País está preparado para a volatilidade, diz Levy

O ministro da Fazenda, Joaquim Levy, disse nesta segunda-feira (24), em Washington que o período de volatilidade nos mercados globais era esperado pelo governo e que o Brasil está preparado para enfrentá-lo. “Nós já vimos esse filme antes”, disse Levy, ressaltando que os fundamentos da economia devem estar sólidos para o enfrentamento da turbulência internacional.

Segundo ele, parte desse esforço deve se refletir no envio ao Congresso de uma proposta orçamentária “robusta”, que dê confiança de que o governo cumprirá a meta de superávit primário para 2016 e terá recursos para cobrir suas despesas obrigatórias. Levy disse que não haverá aumento da Cide (imposto que incide sobre a comercialização de combustíveis), mas não descartou a possibilidade de elevação de outros tributos para geração de receita no próximo ano. “Estamos avaliando todas as alternativas.”

O ministro observou que é preciso ter disciplina nas despesas para minimizar a necessidade de aumento de impostos. Também defendeu a necessidade de reforma do Estado, de criação de uma gestão pública mais eficiente e de definição de despesas obrigatórias que não “asfixiem o governo”.
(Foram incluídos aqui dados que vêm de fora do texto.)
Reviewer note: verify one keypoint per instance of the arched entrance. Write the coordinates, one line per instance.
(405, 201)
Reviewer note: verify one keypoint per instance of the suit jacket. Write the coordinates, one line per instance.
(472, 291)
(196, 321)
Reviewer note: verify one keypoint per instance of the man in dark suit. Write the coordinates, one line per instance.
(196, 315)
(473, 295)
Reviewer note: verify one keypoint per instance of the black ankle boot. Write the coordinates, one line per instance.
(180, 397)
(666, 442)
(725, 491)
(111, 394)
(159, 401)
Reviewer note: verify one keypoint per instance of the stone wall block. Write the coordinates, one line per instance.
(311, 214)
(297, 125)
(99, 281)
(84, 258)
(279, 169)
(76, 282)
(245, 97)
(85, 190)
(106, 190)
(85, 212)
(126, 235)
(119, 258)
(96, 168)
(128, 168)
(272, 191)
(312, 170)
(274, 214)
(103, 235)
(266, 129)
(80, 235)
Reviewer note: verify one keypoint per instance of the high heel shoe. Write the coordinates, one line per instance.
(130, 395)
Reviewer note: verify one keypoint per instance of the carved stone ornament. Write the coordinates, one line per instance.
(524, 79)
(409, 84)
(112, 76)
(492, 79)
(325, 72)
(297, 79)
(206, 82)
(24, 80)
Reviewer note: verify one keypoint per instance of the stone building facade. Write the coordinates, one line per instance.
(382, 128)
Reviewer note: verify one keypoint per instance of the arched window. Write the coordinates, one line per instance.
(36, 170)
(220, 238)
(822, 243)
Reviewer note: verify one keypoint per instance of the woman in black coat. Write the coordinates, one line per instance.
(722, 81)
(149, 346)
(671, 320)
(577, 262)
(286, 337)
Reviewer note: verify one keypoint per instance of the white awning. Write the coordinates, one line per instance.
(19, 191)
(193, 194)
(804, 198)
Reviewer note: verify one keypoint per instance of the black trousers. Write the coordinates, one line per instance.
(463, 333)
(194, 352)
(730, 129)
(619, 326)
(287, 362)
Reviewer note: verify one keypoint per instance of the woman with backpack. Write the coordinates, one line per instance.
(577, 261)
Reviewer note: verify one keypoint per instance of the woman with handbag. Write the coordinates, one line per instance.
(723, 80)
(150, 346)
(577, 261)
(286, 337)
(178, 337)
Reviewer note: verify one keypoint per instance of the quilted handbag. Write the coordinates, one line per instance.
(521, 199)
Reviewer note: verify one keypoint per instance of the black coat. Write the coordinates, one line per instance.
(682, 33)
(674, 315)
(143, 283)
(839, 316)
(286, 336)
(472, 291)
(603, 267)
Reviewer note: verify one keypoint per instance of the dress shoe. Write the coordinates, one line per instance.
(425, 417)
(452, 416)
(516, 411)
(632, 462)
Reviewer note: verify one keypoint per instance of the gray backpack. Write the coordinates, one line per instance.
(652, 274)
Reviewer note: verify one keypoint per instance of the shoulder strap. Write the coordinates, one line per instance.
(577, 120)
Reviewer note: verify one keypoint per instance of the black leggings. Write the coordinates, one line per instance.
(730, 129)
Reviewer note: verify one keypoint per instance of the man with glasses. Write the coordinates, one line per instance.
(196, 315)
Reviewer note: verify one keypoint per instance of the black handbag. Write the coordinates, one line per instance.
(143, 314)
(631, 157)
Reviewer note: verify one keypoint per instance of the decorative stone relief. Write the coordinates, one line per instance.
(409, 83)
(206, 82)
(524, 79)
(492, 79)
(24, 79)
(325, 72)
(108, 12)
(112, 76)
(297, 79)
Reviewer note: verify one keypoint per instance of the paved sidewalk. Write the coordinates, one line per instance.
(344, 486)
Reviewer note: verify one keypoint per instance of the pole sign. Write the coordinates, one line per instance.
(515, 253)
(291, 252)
Principal fonte das incertezas que assombram os mercados globais, a situação da China está sendo acompanhada com “bastante atenção” pelo governo, disse. O ministro ressaltou que o país asiático passa por uma transição necessária de um modelo de crescimento excessivamente impulsionado por investimentos para outro dependente de mecanismos “mais tradicionais” de demanda.